By Wolfgang Pomrehn
KIEL, Germany — Anti-fascist protests hit many European cities on February 12 and 13. Protesters opposed the new Austrian government, formed by the conservative OeVP (Austrian People's Party) and the FPOe (Freedom Party of Austria), whose leader Joerg Haider is infamous for his sympathy for the Nazis, his nationalism and his racism.
However, the European protesters find themselves in a complicated situation. A boycott of Austria has been launched by EU governments, which have argued that Haider can't be tolerated because he doesn't subscribe to a "European community of values".
This boycott has been denounced as hypocritical by many leftists, as well as some conservatives, especially in Germany. The racism Haider is advocating is in fact not that different from what social-democrats in Germany, Denmark and elsewhere are practising — such as refusing citizen rights to most immigrants and expelling immigrant kids who commit a criminal offence to countries they have never seen before.
There were no such protests from these governments when Italian fascists participated in Silvio Berlusconi's cabinet in Rome in 1994.
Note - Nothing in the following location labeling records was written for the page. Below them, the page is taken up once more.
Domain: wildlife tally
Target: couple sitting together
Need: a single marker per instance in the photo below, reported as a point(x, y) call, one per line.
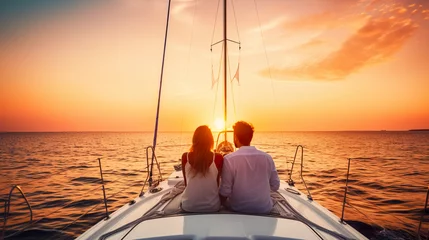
point(241, 181)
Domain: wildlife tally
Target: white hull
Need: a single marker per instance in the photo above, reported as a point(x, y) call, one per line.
point(221, 225)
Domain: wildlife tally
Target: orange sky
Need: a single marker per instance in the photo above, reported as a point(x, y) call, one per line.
point(304, 65)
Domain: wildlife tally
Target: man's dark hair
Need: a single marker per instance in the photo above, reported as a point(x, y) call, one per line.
point(244, 132)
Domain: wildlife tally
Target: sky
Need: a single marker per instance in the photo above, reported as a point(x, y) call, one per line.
point(311, 65)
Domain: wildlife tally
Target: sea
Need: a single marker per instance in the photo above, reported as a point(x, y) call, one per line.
point(59, 174)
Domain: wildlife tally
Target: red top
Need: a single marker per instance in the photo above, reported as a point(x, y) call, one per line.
point(218, 162)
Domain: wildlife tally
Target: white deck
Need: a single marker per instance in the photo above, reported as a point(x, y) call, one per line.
point(221, 225)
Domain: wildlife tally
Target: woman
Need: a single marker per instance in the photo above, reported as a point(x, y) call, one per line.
point(201, 170)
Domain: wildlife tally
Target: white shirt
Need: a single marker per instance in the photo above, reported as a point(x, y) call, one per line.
point(248, 175)
point(201, 193)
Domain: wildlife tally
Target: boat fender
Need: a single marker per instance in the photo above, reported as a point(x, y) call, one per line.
point(291, 190)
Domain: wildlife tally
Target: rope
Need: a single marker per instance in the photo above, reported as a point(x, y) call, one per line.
point(235, 18)
point(217, 82)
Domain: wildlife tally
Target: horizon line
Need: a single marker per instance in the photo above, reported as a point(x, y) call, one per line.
point(149, 131)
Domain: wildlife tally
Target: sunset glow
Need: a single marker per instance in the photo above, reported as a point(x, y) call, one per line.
point(219, 124)
point(303, 65)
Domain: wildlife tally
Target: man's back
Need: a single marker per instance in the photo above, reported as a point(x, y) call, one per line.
point(248, 175)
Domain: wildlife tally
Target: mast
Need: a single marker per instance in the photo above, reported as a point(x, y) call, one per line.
point(225, 41)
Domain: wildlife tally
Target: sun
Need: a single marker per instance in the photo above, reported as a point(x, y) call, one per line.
point(219, 124)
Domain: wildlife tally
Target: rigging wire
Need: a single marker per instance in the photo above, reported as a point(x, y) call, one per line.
point(217, 81)
point(235, 18)
point(214, 27)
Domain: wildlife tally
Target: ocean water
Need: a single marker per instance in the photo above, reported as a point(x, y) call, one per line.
point(60, 177)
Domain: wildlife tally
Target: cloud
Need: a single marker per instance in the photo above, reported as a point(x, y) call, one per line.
point(312, 43)
point(376, 41)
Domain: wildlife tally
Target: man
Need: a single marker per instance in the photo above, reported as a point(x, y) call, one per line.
point(248, 175)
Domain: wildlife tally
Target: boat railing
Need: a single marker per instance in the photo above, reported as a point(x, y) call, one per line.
point(425, 211)
point(150, 150)
point(7, 203)
point(290, 181)
point(36, 219)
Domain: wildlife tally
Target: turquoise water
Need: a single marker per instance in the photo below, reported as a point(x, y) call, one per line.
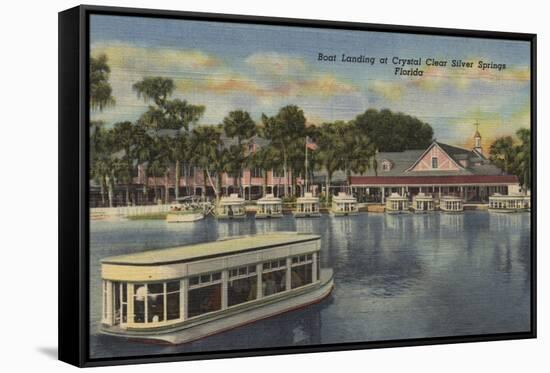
point(396, 277)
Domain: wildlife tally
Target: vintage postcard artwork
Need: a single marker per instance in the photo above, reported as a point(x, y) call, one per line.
point(259, 186)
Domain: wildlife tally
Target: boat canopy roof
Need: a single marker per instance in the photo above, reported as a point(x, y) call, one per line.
point(451, 198)
point(422, 196)
point(509, 196)
point(228, 246)
point(233, 199)
point(343, 197)
point(307, 198)
point(395, 196)
point(269, 199)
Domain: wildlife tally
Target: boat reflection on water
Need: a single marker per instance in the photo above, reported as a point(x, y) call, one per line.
point(396, 277)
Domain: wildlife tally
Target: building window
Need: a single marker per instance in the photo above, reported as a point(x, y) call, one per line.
point(274, 277)
point(155, 303)
point(243, 282)
point(204, 294)
point(120, 306)
point(173, 300)
point(302, 271)
point(278, 173)
point(256, 172)
point(140, 292)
One reason for the European governments' protests against the new Austrian coalition might be their wish to press for reforms in the European Union, particularly to introduce decision by majority vote in the Council of Ministers and thereby diminish the influence of the smaller countries.
However, the international protests came first from countries where the memory of Nazi atrocities is still vivid, such as Belgium, Israel and France. These governments' call for a boycott of Austria was a response to pressure from their peoples, who still remember that Austria was not the first victim of Nazi Germany (as it likes to see itself) but its partner.
When German troops marched into Austria in 1938 there was no resistance from Austria's ruling circles. Rather, they were warmly welcomed and Austrians participated in Nazi organisations at least as widely as Germans did.
Normalising the FPOe, as though it were just another legitimate political party, would also send a very threatening signal to the rest of Europe. Even if other governments' policies only differ slightly from Haider's own, their language is still very different.
Haider and his party, on the other hand, never tried to disguise their racist attitudes. While he apologised for his sympathetic comments on Nazism, he never did so for his countless attacks on immigrants.
It's no wonder that he has won a lot of sympathy in Germany and that leading German conservatives and liberals criticise the EU boycott harshly. Less then a year ago the German Christian Democratic Union ran a racist campaign of its own, against plans to make it easier for immigrants to become German citizens.
While conservatives from France and some other countries are urging the expulsion of the OeVP from the common European Conservative Party and even the ex-Francoist Spanish Popular Alliance argues for a boycott, German conservatives are visiting Vienna to express their solidarity.
Haider's victory, therefore, could strengthen the far right in other countries, especially in Germany. Progressive forces must keep the pressure on their governments to make them take their own boycott seriously, whilst acting to prevent any misuse of this boycott for other ends.